Sunday, July 09, 2023

Reinventing Italy

The Italy that Americans forget

Lately I’ve taken to reading excerpts from people’s trips to Italy. Wine country, the cities, the fashionable resorts, the restaurants, the countryside. And one thing has stood out from some of those missives. It is the unique position we all have, the singular perspective of Italy from our own point of view, and how it affects how we see and interpret Italy to others. This is no simple thing, for there are as many Italy’s as there are people experiencing it. But what makes some of those dispatches noteworthy are the way they not only envelop the teller of tales and their particular cosmogony, but how it brings others into their whirlpool in a way in which the Italy they have created is fully believable and not just a hopeful fabrication that they’ve hoisted once again upon the rest of us.

In other words, that they have given to us an Italy we can share in and not just revel at their prowess in getting there and throwing everything into the kitchen sink of detail in order to regale and influence us, to magnify their place in the pantheon of Italianita, and make it seem they are more important than the story they are trying to tell. This is no easy thing, for it requires self-confidence, for sure. But it also requires stopping the world and letting their intimacy with place take over and be the over-riding influence over one’s perceptions. So much for being invisible, to an extent, yes, but also being open to the cuckoo call in the glen, the gurgle of the stream below the window of one’s hotel, the absolute quiet of the moment, which is always there behind the incessant rattling of the monkey-brain.


From Randazzo to Cartizze, it’s so easy to project one’s own experiences (and cultural leanings) onto the landscape, in an effort to explain to oneself (and anyone else listening) what it is one might be seeing and experiencing. But how much of that is carry-on baggage, brought on board to shore up one’s own prejudices? I say this not in an accusatory manner, but as a way to ask the reader (and those on their own journeys of self-exploration) to really peer deep into the essence of experience. Is it reflection? Or is it immersion?

Too often, we are reflecting the landscapes and our own cultural predispositions rather than going through an acculturation from the place we are set into. Some might say, “Why not lay over our own unique set of experiences and folkways? After all, many people have been made to see it only one way, and often it is that from the perspective of a white-western male!” To that, I’d concur, without a doubt. I also see that what it is many of us are objecting to, those viewpoints, to the point of causing a mini-cultural revolution to change those worn-out practices, can run the risk of eventually supplanting one set of biases with another one. What I am saying, is that we still need to delve deeper past ourselves and search for the essence of the place, as it is, before man or woman or animal or culture or politics or money or influence. Think geologic time, not just the moment. Tapping into that energy, one might reinvent a whole other Italy, world even! That would be revolutionary - the Italy that Americans forget!

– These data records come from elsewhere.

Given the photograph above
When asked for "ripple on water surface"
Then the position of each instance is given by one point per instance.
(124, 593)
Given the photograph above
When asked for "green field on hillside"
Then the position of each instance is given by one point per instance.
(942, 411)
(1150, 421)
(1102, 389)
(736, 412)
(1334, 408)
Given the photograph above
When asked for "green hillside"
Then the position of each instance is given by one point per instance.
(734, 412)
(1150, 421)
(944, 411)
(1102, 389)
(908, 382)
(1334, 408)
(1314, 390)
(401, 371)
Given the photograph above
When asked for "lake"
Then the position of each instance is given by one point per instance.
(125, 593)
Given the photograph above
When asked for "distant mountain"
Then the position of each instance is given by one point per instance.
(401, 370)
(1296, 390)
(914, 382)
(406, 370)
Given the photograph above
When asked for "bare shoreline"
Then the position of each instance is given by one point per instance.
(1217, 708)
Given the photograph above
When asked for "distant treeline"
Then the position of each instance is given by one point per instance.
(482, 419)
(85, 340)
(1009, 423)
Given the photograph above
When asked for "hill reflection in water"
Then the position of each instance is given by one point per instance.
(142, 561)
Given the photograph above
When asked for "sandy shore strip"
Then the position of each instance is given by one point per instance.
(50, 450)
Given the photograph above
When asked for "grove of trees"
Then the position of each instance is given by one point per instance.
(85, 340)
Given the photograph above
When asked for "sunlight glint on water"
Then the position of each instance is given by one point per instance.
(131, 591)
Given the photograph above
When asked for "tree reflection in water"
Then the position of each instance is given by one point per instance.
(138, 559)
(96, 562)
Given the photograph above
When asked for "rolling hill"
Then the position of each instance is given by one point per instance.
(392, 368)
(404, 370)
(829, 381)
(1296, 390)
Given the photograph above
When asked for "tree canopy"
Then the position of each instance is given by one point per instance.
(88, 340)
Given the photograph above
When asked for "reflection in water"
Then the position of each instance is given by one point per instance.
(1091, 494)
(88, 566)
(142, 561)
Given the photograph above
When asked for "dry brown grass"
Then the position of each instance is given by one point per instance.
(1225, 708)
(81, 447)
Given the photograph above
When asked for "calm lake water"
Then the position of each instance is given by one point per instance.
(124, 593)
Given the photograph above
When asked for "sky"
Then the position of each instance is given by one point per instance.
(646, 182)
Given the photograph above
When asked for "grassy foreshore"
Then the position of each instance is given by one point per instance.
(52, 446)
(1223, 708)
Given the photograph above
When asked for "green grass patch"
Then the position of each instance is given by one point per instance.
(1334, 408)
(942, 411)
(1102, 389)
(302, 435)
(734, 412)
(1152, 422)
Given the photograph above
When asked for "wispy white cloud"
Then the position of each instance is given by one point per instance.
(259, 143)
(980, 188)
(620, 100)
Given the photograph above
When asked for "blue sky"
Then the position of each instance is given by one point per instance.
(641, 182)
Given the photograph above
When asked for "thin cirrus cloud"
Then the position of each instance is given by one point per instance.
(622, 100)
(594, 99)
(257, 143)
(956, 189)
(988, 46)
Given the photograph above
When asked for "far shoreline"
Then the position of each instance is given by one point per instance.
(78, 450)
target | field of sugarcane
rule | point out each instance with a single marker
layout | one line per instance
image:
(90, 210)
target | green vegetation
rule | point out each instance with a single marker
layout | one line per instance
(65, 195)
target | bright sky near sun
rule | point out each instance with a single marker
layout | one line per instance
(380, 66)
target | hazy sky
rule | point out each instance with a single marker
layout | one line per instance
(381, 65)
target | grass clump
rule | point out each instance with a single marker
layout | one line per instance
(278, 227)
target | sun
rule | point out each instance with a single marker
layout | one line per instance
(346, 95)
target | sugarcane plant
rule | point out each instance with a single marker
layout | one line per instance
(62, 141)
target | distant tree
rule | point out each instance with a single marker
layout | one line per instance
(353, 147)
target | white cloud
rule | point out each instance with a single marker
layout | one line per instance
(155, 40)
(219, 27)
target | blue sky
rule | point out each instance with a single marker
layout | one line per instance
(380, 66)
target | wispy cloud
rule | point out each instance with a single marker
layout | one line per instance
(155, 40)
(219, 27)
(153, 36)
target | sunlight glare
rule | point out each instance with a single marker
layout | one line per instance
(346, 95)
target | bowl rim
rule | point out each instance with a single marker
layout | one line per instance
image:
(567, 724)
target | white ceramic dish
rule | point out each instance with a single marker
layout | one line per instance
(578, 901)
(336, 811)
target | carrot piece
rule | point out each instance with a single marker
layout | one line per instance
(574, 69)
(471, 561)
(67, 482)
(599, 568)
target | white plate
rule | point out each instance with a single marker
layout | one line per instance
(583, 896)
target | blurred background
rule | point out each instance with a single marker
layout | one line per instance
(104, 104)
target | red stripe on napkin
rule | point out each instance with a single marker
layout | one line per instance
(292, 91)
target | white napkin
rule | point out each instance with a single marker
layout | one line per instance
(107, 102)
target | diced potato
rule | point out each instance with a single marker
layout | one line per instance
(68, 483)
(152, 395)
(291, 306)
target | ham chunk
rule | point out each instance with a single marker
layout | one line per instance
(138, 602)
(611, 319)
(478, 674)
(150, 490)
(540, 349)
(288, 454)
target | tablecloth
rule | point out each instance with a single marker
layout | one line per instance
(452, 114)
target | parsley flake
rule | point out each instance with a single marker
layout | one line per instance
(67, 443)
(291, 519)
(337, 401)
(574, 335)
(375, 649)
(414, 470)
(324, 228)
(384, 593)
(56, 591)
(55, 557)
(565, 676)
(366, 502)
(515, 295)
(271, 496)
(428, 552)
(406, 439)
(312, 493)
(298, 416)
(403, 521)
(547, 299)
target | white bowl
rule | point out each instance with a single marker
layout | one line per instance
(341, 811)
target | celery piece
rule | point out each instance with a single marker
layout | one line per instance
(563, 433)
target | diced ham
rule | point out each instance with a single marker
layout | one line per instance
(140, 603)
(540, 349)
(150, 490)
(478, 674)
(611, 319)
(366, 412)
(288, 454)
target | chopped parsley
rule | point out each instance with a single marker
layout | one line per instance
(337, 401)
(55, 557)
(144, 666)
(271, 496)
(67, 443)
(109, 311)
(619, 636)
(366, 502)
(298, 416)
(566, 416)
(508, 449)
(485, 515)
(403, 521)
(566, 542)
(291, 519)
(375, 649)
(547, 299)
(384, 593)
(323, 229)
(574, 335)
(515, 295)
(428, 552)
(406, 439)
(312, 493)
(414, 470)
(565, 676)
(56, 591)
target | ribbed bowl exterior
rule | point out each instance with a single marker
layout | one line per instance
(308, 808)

Actually, it would be less like reinventing (or remembering) Italy and closer to discovering it. Imagine what that world might be like? Not white, not Black, not natural, not coerced. Not anything, but anything. Or everything. Or some other thing. Just not what one might think it is.

This, to me, is the promise of Italy, or anywhere for that matter. But in this case, Italy, it can be so much more than what our own little world-view will make of it.

I cannot tell you how many times I’ve been doing an Italian wine event and people will come up to me, wanting to talk about their trip to Italy. Or asking where they should go, what they should see. I listen to their stories about their trip to the Amalfi Coast, or Tuscany, or Venice, or Rome. And then when they ask me for recommendations, I usually have one or two. But even when I get recommendations from friends, sometimes events outside of our control dictate where we will eat, not our friends. As much as I would have liked to eat at trattoria X or visit church Z, sometimes its just not in the cards. But what does show up is often as good. I mean, the recollections I have seem to be alright.


But I think what I am getting at is (for anyone who cares to take this advice) to not let your personal slant skew too much in favor of your cultural predisposition. For instance, if I go to Alaska and view it through the lens of an Italophile, something will be lost from that perspective, rather than keeping an open mind (and heart) to whatever will cross my path. I don’t know the indigenous culture of the Aleuts or the Inupiats, for instance, and it would be a mistake to assume I would. Likewise, the original cultures of say, for instance, the Colli Euganei, is probably something not a lot of people are familiar with, let alone consciously aware of. But they were there before us, and for a very long time they rose with the sun in those hills, and made a life. A life having little or nothing to do with nearby Verona or Venice or Padova or Valdobbiadene, perhaps? Yet, we rush to make comparisons and similarities and homogenizations over a long-gone people.

I reckon what I am saying is this: No matter how popular it is to be politically correct these days with regards to matters of race and culture, none of us can 100% crawl out of our societal skin and see what is in front of us with an absolute indifferent ethnological clarity. And while all of our opinions matter, the essence of place still commands the default position.

Arriving at a place where one can understand that is a lifelong exploration.